Villanovans Against the Death Penalty hosted anti-death penalty advocate Bill Piper, who gave the lecture, “What About the Family” on Nov. 30.
Ashlee Shelton, director of Pennsylvanians for Alternatives to the Death Penalty, introduced Piper.
Shelton works to ban the death penalty in Pennsylvania in favor of life without parole.
She explained Pennsylvania’s death penalty laws, noting that the state has the fourth highest number of inmates on death row. However, no one has been put to death here in a decade.
Shelton referenced Cameron Todd Willingham, who recently received national attention because he was executed for arson and murder on Feb. 17, 2004 yet was just found innocent.

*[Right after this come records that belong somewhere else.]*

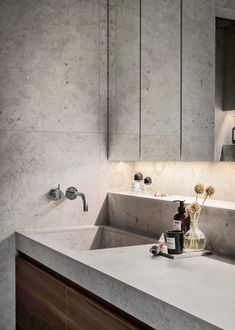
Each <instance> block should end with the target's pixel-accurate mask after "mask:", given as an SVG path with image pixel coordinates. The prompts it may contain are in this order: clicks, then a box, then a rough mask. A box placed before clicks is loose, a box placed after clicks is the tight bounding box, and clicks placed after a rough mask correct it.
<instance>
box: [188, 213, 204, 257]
mask: <svg viewBox="0 0 235 330" xmlns="http://www.w3.org/2000/svg"><path fill="white" fill-rule="evenodd" d="M199 216H200V213H193V214H191V223H190V229H189V230H188V231H187V232H186V233H185V235H184V249H185V251H188V252H197V251H203V250H204V249H205V246H206V236H205V235H204V234H203V232H202V231H201V230H200V229H199V227H198V221H199Z"/></svg>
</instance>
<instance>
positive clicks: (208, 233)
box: [108, 193, 235, 257]
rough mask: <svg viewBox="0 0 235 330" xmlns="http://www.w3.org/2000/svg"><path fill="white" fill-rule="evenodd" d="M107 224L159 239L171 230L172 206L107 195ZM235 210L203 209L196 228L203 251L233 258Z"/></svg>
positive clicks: (156, 201) (234, 252)
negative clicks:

Piper recalled his own experiences with the death penalty. His mother was raped and murdered in 1999 at the age of 74 by a 26-year-old man who Piper described as “borderline mentally retarded.”
He stated firmly that he remained staunchly against the death penalty before and after his mother’s murder.
“Even as a kid, I was mind-boggled by the fact that the country could kill you if you committed a certain crime,” Piper said. “How can you take a person’s life that isn’t yours?”
The man who killed Piper’s mother was identified by genetic testing a year later. Most of Piper’s family sought the death penalty for the newly identified murderer.
At the trial, Piper said the accused man looked lost and not fully there. He heard stifled cries and realized the man’s mother was sitting behind him.
“I have never felt that level of pity in my life,” he said.
From that moment, he vowed to do something to help the mother. Family members automatically become secondary victims, and the death penalty enforces this unfortunate ripple effect. Piper then challenged the audience to try to imagine their children being led away to their execution. Ultimately, the district attorney left the decision up to Piper and his sister. Because of Piper’s influence, the man was sentenced to life without parole.
“There is a time when we need to take responsibility for who we are, what we do to people and how we treat those around us,” he said. “We are responsible for each other.”
Revenge makes great television, but in reality, revenge does not bring closure, according to Piper.
“My mother is dead, and she’s not coming back,” he said. “You get over it by realizing it’s done and you are not in control. By realizing such a thing, you are put back into control.”
Piper is one of 66 family members of murder victims who signed a statement and helped to convince the New Jersey Congress to end the death penalty in that state.